Big bang is the death of a company
No post on re-archicture is complete without a few words on the big bang.
Big bang product development is a process by which the product is only launched once completed. The entire endeavour can range from anywhere between 6-12 months at the very least but is likely significantly longer.
Following this method in a re-architecture process would essentially involve rebuilding the entirety of the existing product and then cutting over to the new platform when complete. You can already picture the countless ways in which this could possibly go wrong.
Building with a big bang methodology can be a conscious decision but in most cases it’s a slow growing beast that no one sees coming. What’s deemed feature complete is a boundless list. The product needs some tweaking and then a little more and then just a little bit more. It’s never quite ready to be launched.
There is a high failure rate associated with this form of development and rightfully so. Significant time and money can be lost to big bang development.
How does the team know what they’re building is actually still viable in the market today? The opportunity could be lost and without feedback along the way it’s hard to tell whether you’re still going down the right path.
When taking on the process of re-architecture we know what the end goal is but the task of getting there should be broken down into smaller deliverables that can be achieved in short spaces of time.
Avoid the big bang at all costs. Aim for two week sprint deliverables with quarterly milestones for larger chunks of work. Each cycle moves you closer to the end goal while producing tangible results in the interim.
Microservices are not a panacea
When it comes to scaling technology and teams, there’s no silver bullet. Success is a moving target. What works in a team of 10 will not work for 100 will not work for 1000 and so on. The same could be said for most choices within a company, whether their technology related or not.
Everything is a tradeoff. Managing a microservices architecture can require significantly more operational work but the benefits of such a system are seen in the increased speed of execution and scalability.
We see a natural path towards the adoption of microservices within organisations. At a certain scale it becomes more difficult to manage monolithic systems and the tradeoffs in decentralising both people and technology are worth making for the benefits they provide.
Many companies have undergone these learnings by trial and error, in the days before we learned of microservices, before GitHub and open source software became popular, back when it was deemed a competitive advantage to keep all things a secret.
Google is a prime example.
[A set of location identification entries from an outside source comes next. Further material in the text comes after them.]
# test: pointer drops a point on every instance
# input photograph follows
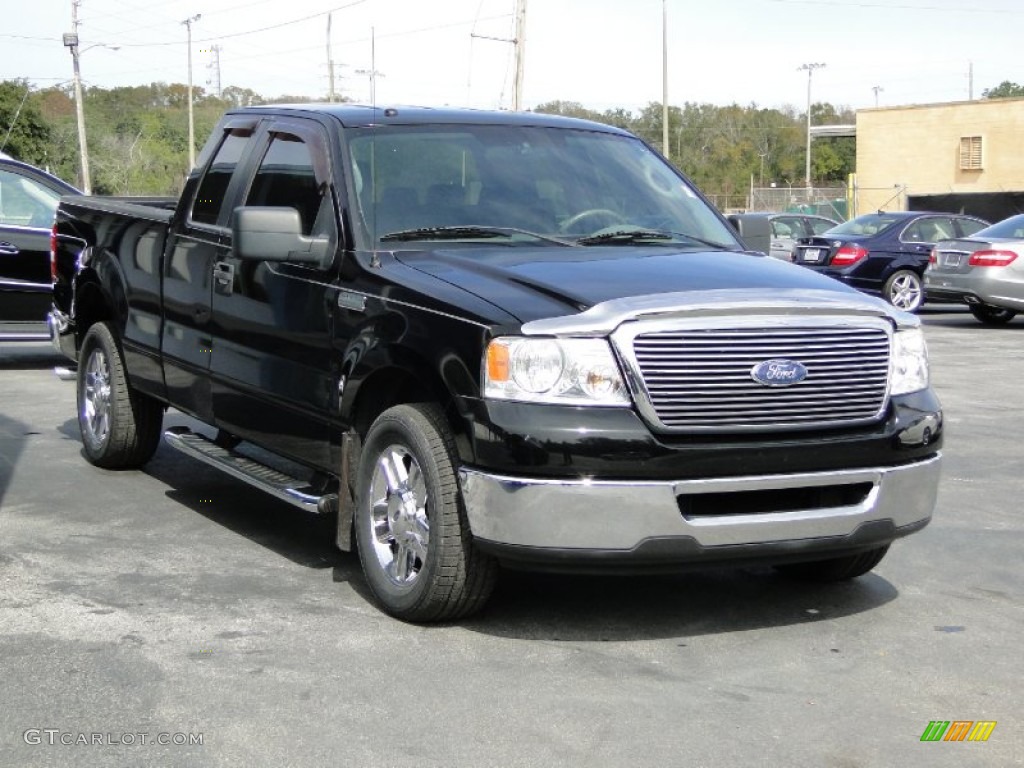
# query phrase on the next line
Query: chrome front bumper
(600, 515)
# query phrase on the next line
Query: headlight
(578, 372)
(908, 371)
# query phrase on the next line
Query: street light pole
(71, 42)
(192, 118)
(809, 69)
(665, 80)
(520, 54)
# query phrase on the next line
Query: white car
(985, 270)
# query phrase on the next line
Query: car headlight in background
(574, 372)
(908, 367)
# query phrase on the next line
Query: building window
(971, 154)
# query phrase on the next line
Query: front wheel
(411, 526)
(836, 568)
(903, 291)
(120, 427)
(991, 315)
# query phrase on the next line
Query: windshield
(564, 184)
(869, 223)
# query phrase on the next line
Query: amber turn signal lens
(498, 361)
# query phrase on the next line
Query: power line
(890, 6)
(252, 32)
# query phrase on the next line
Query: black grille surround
(696, 377)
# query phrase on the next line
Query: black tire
(835, 569)
(120, 427)
(904, 290)
(418, 557)
(991, 315)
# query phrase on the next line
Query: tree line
(138, 135)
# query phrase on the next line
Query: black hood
(538, 283)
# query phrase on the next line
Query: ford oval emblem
(778, 373)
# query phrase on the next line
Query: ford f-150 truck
(492, 338)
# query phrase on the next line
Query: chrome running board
(296, 492)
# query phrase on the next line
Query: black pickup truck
(488, 339)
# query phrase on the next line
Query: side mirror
(273, 233)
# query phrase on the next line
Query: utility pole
(520, 53)
(214, 67)
(71, 42)
(330, 62)
(809, 69)
(665, 80)
(192, 117)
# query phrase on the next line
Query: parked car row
(781, 229)
(984, 270)
(885, 253)
(28, 201)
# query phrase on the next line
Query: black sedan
(884, 253)
(28, 200)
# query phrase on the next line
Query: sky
(605, 54)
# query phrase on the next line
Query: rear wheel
(991, 315)
(903, 291)
(837, 568)
(415, 544)
(120, 427)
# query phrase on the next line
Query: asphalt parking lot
(175, 617)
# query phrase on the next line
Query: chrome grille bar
(697, 377)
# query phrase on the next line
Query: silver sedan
(985, 270)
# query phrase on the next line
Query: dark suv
(884, 253)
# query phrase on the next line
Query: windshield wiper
(629, 237)
(624, 236)
(466, 232)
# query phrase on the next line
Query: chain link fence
(820, 201)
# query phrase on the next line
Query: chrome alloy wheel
(398, 515)
(96, 398)
(905, 293)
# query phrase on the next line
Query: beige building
(957, 157)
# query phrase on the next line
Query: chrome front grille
(699, 379)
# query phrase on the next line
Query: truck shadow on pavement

They were really forced to learn, iterate and evolve due to the scaling requirements and their need to compete with the giants of their era like Microsoft and Yahoo.
Most of us will never quite reach the scale of Google but their experiences and knowledge of scale is incredibly valuable and we can leverage those to our advantage.
More and more companies are choosing to adopt microservices at some point in their journey, whether it be a conscious effort with large scale R&D or a more iterative and methodical approach.
It’s clear that their are tradeoffs in adopting microservices and many challenges along the way. There’s no one path to success but we’re now seeing patterns and processes emerge that may result in microservices being the ideal way forward for a number of companies.